Fu probabilmente per il concatenarsi degli eventi, per l'abilità sino allora dimostrata da lui e soprattutto per l'utilità di avere in quel momento presso la corte di Vienna un inviato dai noti sentimenti filogesuitici, che poche settimane dopo il suo congedo dal re di Francia (4 dic. 1613) il G. fu eletto ambasciatore presso l'imperatore Mattia (11 genn. 1614).

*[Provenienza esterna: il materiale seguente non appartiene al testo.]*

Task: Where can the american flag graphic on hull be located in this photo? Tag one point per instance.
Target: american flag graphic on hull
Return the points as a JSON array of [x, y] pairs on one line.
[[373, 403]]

Non tornò a Venezia: con inusitata celerità le commissioni gli furono fatte pervenire il 29 genn. 1614 e due giorni dopo spediva il suo primo dispaccio da Augusta, donde si recò a Linz per essere ricevuto dall'imperatore in udienza privata, insieme con il predecessore Girolamo Soranzo, il 17 marzo 1614. Il problema che urgeva (specie dopo l'efferato eccidio del sopracomito Venier e del suo equipaggio) era costituito dai pirati uscocchi, formalmente sudditi dell'arciduca Ferdinando; donde un ambiguo gioco di sotterfugi e scarico di responsabilità tra quest'ultimo e il cugino imperatore, entrambi, in realtà, disposti a giocare quei feroci predoni in funzione antiveneziana: la vera posta in palio era rappresentata dalla sovranità sull'Adriatico. Già un anno prima dello scoppio della cosiddetta guerra di Gradisca il G. poteva constatare il fallimento delle risorse diplomatiche; così infatti riferiva l'udienza accordatagli dall'imperatore il 3 ott. 1614, nella quale quest'ultimo lo aveva informato "di certi danni fatti nuovamente da Uschochi ai sudditi della Repubblica, de' quali l'Altezza Serenissima [Ferdinando] ne haveva sentito molto disgusto, et che essendo tutti contrarij alla sua volontà, era risoluta punir severamente i delinquenti et haveva spedito subito commissarij con ordini tali che senz'altro si sarìa veduto essemplar castigo, che stante ciò pregava la Maestà Sua voler col mio mezzo operar con la Republica, che non procedesse di fatto alla vendetta dei detti danni, perché ciò sarìa un far patir gl'innocenti, dove esso prometeva dar ai colpevoli il meritato castigo". Il G. aveva risposto in termini decisi, rammentando che le "insolenze et temerità loro [degli Uscocchi] erano homai gionte a segno così insopportabile che la Republica mancheria troppo alla propria dignità et all'obbligo impostole dal Sig. Dio, se trascurasse di risentirsene"; sicché, aveva concluso, "gl'andai togliendo ogni speranza che la M.S. potesse in ciò restar compiaciuta".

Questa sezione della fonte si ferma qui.